I need to let NED go. Stop hanging on to him, wishing he would ask me for a dance. With how extensive my mets were, being where I am now is nice. NED is no evidence of disease, meaning no visable tumors – not cured when you have Stage IV metastatic breast cancer, but when you beat them back that far, sometimes it can take the cancer extra long to come back swinging. It is also rare.
This is my first scan after kicking back the cancer majorly between my December scans and April. I know it has to stabilize somewhere and that looks like what is mostly going on now.

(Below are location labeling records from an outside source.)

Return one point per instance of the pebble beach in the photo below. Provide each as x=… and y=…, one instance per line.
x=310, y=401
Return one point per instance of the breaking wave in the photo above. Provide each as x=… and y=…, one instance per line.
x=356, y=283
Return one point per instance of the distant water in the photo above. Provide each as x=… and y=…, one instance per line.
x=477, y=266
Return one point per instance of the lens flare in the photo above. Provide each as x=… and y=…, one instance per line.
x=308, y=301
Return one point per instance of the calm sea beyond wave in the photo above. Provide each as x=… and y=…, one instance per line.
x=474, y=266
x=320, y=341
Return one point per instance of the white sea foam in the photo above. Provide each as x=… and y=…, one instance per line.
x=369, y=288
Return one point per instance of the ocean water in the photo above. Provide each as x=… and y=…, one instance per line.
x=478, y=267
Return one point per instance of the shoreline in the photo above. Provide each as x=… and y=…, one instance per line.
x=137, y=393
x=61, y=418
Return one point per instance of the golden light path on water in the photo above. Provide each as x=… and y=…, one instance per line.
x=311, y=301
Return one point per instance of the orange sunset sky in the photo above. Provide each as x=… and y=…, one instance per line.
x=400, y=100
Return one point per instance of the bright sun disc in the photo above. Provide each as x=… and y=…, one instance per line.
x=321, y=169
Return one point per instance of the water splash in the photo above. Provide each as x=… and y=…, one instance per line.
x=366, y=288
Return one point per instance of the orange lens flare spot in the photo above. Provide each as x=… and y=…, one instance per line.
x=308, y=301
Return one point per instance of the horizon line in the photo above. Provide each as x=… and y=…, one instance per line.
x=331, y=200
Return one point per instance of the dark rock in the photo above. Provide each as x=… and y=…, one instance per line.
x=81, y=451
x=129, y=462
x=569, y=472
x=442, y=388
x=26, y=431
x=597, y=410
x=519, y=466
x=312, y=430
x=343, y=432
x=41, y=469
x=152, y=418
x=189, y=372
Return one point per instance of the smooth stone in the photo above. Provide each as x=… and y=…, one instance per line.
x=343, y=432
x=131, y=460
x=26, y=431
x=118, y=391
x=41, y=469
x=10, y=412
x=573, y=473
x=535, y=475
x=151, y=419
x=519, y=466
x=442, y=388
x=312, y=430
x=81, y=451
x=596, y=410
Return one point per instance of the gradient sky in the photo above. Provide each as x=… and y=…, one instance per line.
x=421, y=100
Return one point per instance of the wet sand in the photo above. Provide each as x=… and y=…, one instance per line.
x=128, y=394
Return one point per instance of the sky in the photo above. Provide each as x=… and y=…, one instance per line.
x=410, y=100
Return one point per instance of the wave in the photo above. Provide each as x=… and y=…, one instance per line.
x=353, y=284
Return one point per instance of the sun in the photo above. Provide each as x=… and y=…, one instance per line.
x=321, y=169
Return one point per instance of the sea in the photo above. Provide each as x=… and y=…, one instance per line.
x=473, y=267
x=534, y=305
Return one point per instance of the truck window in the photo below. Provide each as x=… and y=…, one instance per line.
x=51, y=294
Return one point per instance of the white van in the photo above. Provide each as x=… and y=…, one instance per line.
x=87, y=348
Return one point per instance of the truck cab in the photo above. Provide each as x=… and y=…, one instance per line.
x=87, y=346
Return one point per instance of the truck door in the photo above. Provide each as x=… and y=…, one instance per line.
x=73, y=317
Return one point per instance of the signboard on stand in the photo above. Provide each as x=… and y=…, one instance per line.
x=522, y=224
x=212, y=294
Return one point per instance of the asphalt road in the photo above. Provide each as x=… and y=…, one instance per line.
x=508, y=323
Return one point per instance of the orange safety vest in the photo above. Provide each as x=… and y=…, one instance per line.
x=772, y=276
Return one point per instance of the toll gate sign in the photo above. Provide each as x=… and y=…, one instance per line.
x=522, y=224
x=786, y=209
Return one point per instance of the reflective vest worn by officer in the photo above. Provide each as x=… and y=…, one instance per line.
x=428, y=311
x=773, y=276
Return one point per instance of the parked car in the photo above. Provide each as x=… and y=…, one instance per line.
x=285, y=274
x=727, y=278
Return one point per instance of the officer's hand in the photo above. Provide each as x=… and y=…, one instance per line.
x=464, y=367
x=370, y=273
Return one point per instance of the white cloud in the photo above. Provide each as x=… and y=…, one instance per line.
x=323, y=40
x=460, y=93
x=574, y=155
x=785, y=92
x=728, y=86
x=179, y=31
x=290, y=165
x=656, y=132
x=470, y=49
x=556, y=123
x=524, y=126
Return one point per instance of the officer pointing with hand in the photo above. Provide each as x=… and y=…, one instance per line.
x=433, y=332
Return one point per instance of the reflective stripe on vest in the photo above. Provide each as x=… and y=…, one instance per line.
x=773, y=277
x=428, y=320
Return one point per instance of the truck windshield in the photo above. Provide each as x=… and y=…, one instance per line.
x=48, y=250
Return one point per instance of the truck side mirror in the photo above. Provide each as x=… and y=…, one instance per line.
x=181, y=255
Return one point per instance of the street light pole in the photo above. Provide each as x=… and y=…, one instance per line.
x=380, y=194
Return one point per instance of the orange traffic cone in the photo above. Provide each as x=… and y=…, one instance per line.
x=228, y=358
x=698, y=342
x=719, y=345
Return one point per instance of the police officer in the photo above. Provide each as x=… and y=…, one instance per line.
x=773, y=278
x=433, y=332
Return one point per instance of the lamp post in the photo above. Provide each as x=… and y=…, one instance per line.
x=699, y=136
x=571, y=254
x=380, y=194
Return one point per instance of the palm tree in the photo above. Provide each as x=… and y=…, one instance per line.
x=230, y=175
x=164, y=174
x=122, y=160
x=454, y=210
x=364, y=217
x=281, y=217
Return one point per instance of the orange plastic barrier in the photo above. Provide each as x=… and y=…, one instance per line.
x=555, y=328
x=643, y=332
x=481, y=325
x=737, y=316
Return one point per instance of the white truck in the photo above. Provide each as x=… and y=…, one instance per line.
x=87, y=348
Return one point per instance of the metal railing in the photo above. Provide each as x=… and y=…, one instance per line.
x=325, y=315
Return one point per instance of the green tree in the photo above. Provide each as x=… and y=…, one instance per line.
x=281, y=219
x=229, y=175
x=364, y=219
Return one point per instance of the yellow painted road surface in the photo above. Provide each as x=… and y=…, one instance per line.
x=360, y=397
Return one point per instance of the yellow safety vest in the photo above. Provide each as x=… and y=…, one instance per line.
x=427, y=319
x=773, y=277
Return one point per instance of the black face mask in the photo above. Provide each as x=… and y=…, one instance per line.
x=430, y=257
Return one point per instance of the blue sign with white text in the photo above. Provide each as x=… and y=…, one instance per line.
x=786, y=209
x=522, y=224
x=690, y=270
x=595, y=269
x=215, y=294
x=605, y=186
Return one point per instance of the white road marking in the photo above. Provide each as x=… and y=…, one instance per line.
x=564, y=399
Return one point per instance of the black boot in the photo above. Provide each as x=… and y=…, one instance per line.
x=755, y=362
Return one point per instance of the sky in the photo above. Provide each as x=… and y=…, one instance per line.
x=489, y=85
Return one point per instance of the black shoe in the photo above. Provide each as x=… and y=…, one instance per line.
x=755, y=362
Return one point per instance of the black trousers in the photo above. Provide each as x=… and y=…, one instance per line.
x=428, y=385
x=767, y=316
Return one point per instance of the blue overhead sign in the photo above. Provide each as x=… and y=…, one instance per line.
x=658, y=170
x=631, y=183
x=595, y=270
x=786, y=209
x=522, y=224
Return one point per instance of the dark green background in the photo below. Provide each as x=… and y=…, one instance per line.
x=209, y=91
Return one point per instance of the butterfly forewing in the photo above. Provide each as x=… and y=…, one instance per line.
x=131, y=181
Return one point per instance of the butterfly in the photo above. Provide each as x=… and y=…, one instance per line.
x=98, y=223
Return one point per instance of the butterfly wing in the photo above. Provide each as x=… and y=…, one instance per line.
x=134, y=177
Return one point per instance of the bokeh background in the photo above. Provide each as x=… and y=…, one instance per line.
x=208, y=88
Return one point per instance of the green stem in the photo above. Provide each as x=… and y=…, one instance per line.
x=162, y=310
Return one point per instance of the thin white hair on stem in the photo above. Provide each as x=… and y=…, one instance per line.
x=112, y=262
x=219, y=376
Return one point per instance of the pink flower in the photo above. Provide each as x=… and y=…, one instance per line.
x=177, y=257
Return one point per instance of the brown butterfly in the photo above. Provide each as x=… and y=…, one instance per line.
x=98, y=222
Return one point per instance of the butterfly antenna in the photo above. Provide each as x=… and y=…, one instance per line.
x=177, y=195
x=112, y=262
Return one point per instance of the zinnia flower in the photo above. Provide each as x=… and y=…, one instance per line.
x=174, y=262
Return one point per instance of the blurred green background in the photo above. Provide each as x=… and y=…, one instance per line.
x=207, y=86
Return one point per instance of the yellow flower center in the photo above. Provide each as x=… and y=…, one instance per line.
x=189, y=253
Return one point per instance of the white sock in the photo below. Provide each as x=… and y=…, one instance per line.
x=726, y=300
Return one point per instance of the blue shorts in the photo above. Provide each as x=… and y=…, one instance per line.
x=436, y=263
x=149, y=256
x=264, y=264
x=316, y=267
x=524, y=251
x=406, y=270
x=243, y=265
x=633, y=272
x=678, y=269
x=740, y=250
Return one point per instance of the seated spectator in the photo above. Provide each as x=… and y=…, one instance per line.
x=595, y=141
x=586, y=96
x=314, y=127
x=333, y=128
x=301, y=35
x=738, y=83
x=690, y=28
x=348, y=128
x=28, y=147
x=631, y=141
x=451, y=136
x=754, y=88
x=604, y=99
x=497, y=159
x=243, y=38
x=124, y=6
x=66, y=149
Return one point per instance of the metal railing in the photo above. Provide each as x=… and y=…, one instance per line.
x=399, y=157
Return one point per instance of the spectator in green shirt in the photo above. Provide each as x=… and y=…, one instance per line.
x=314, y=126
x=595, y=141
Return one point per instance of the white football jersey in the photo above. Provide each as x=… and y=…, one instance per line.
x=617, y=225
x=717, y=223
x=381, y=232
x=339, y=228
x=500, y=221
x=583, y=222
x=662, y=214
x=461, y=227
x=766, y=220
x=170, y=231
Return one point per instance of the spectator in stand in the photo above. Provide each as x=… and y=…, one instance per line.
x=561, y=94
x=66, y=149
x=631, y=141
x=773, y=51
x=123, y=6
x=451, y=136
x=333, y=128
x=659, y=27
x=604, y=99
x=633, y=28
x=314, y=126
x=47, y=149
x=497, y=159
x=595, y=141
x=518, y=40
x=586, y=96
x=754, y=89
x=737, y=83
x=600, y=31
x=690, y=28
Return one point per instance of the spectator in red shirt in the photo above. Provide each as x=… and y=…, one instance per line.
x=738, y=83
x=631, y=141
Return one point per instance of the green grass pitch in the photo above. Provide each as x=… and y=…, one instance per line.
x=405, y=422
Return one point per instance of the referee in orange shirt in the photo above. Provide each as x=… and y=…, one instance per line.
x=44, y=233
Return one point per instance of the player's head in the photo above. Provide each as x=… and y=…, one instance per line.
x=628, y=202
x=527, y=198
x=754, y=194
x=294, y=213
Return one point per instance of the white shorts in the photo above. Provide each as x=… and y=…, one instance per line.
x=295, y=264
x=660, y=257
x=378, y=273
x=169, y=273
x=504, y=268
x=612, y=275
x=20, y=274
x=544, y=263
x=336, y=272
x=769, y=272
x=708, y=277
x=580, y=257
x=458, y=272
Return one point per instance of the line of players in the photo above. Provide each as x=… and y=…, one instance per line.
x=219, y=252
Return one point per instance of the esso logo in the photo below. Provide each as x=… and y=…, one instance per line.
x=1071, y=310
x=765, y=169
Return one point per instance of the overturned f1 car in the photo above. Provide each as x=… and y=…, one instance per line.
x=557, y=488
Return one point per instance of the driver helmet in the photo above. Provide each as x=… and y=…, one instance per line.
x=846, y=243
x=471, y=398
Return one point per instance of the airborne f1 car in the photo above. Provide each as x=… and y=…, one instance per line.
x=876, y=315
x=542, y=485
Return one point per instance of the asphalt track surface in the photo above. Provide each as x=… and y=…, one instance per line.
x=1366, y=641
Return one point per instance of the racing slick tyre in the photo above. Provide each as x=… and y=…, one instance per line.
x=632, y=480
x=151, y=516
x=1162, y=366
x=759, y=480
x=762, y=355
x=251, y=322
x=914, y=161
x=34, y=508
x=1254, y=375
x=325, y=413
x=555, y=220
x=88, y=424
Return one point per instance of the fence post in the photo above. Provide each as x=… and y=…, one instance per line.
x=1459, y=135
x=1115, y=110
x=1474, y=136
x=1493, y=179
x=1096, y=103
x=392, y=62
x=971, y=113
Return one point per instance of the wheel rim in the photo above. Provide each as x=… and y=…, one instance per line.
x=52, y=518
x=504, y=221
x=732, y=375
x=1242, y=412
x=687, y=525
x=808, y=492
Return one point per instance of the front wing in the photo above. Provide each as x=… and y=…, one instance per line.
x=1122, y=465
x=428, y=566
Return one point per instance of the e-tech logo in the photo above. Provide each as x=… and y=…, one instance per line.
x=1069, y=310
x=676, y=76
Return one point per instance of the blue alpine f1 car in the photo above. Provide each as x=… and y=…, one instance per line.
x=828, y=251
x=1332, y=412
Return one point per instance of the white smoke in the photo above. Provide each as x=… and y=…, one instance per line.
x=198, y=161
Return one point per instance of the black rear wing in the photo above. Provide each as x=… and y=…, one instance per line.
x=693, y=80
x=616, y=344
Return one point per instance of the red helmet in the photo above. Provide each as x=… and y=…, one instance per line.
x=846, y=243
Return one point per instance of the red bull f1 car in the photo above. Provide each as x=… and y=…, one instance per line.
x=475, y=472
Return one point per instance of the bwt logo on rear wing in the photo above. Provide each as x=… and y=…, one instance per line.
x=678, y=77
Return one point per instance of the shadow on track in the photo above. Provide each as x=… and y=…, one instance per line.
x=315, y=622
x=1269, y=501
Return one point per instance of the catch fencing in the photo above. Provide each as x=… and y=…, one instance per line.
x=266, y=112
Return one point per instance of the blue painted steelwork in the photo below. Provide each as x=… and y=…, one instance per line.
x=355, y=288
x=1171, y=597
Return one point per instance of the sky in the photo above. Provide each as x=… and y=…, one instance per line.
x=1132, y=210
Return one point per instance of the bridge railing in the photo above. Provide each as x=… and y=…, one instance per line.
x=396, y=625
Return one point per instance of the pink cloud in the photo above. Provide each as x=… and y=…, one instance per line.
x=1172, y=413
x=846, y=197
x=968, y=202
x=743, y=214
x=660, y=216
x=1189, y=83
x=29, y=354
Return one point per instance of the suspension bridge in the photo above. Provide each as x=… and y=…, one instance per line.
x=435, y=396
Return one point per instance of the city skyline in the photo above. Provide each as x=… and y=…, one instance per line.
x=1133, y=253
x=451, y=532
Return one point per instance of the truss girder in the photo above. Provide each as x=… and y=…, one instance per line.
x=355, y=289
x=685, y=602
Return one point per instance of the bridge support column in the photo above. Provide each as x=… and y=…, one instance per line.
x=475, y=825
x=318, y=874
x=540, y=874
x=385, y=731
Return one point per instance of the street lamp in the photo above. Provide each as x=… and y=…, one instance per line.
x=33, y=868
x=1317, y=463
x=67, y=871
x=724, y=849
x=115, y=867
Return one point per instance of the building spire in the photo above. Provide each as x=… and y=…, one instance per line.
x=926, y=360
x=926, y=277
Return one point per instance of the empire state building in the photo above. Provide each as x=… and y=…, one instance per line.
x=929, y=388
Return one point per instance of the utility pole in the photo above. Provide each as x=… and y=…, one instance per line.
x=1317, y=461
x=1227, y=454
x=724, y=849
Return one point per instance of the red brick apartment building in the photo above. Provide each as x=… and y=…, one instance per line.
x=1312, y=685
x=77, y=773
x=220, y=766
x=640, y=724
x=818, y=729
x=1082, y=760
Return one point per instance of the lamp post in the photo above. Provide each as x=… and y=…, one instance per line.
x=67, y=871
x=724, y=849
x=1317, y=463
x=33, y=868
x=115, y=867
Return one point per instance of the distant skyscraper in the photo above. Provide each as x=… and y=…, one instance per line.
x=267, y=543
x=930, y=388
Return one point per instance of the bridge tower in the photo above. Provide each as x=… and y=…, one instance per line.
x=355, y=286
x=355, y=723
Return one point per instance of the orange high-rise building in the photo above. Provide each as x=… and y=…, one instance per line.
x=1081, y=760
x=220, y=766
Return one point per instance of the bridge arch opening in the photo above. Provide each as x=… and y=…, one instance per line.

I had uptake in my spine again, so my spine doesn’t look completely inactive anymore – but when we look at the previous scan it doesn’t look wildly more active than it did before in April. I had a lung nodule that looks like it grew 2 mm and the rest look stable. Overall we are calling me stable. Nothing wildly new, eyeballing things they look close to the same visually to previous scan. A lung nodule measurement can vary a tidge based on how it is measured. I don’t like seeing activity in my spine (who would), but it doesn’t look like the scaryness it was in December. My poor spine looks like swiss cheese though (where tumors were, where they might be).
I have some new plueral thickening at the base of both of my lungs. My lungs have been irritated lately, not sure if it is cancer related or crappy air related. We will see. I am having adventures with my insurance and Advair, so I need to go see my primary care doctor and get back on it and see if they can be less cough-tacular.
My tumor counts dropped 2 points, from 29 to 27. So I am looking stable there too – so now the BIG question. Can I stay stable off of chemo. We are taking Taxotere out today and I am staying on the Perjeta and Herceptin. We are also adding Letrazole back into the mix (blocking estrogen access for the tumors). My lung nodules haven’t responded much, they did a bit to the chemo, but I still think they are my original cancer – which means it isn’t HER2+ (which is what we have been treating primarily). Of course we can’t prove that (with shrinkage from Taxotere, they are extra hard to biopsy). Since I have HER2+ cells means that is my primary cancer type we treat (it is the meaner fasting growing piece).
So, no chemo today (Taxotere). It makes me a little nervous, but I need a break, I am getting weaker, I have less energy and I am tired of being sick. We can always add it back in. Not that we want to, but it is always an option. I am ready to try to see what happens without it, and adding an estrogen blocker back into the mix add mental comfort (although it makes it much harder to figure out what stopped working when the cancer starts to grow again).
So – the news is “stable-ish, lets take a chance and drop the chemo.”